The Guardian is a British far-left news-and-opinion outlet, generally decent at international news but always from an agitated leftist perspective, with “liberal values” written into their charter. The Guardian makes no pretense of being unbiased; they are openly pushing “liberal” and “leftist” values.
Despite this, The Guardian is generally a decent news source, often doing investigative reporting missed in the larger mass media.
Once in a while, though, they score an own-goal. Such is the case with their latest on the #metoo witch-hunts.
In their Sunday op-ed, “A mockery of #MeToo: the rush to rehabilitate Louis CK is indecent“, they opine the following about Louis CK doing a stand-up act:
- Without being charged with a crime, he “stepped away” for nine months from his career before coming back, but this is “too soon.” They don’t mention how long without income, how long a ban from work, is appropriate for crass, but non-criminal, behavior.
- They proclaim the resulting audience acceptance and standing ovations (their reporting), is irrelevant, because he didn’t grovel over his previous (non-criminal) behavior.
#MeToo is tricky. Louis CK has acknowledged crossing lines, but he hasn’t been accused of physically intimidating, of rape or of threatening employment. He claims (and has not been contradicted on this) that he got verbal consent before exposing himself. This isn’t in the same league as Weinstein holding jobs hostage for sex, but it is still inappropriate.
But should it ban someone from their career? Here’s where The Guardian chose to double and triple-down on a bad hand… they then referenced Jeffery Tambour and Aziz Ansari as proof that perpetrators are under-punished. But…
Jeffrey Tambour was accused, not convicted, but accused, of sexual harassment… which he denies. Accusations came from two actresses, one transgendered. But neither apparently mentioned to Tambour that he was making them uncomfortable…
Alexandra and I laughed it off because it was so absurd and we thought surely it had to be a bad joke.
The Guardian implication is,
If someone takes offense at your insensitivity, they don’t have to tell you… they can just get you banned from your career. Regardless of whether you claim you didn’t do it, their word is worth more than yours. And, as per Louis CK, nine months isn’t long enough either.

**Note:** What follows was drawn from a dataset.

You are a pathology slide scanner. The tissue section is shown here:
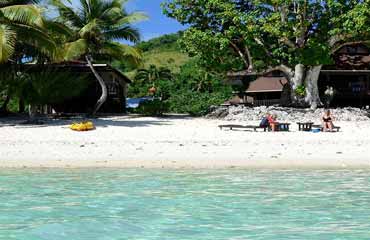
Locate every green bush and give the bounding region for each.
[134,99,168,116]
[169,91,230,116]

Aziz Ansari was merely accused, on babe.net, of not recognizing her signals after joining him at his apartment after a date, and had oral sex. She claims he pushed for intercourse, she rebuffed him and yet made out with him more before taking an Uber home. Aziz thought everything that happened was consensual… and even from her reports that seems to be the case.
And note that she also complained about the wine selection:
It was white. I didn’t get to choose and I prefer red, but it was white wine.
There was no rape, no blacklisting, no employment or power relationship. There were uncomfortable moments in a date, including apparently the unvoiced objection to white wine, but few people would think it reasonable to destroy someone’s career over that.
Even the Atlantic considers the Aziz Ansari accusations to be “revenge porn“, an unwarranted attack.
What Should Have Been Said
There is some sensitivity to how Louis CK re-appeared. Despite the reported standing ovation, the problem (in this snow-flake hyper-sensitive trigger-warning era) is that nobody knew he was going to be on-stage. Had The Guardian stated more simply advocated for some warning such as an announcement, “Up in 15 minutes: Special guest Louis CK,” Americans could probably rally behind that. But…
By declaring that a bad date (Ansari) should be a death sentence for one’s career, and by determining that contested accusations (Tambour) should automatically be believed, the Guardian has jumped the shark on #metoo, costing the movement credibility. Americans tend to dismiss hyperventilating agitators after uncovering a few of their lies. What made #metoo relevant initially was that the accusations were true. But doubling down on disproven and unproven accusations to support harsh punishments… #metoo may never recover.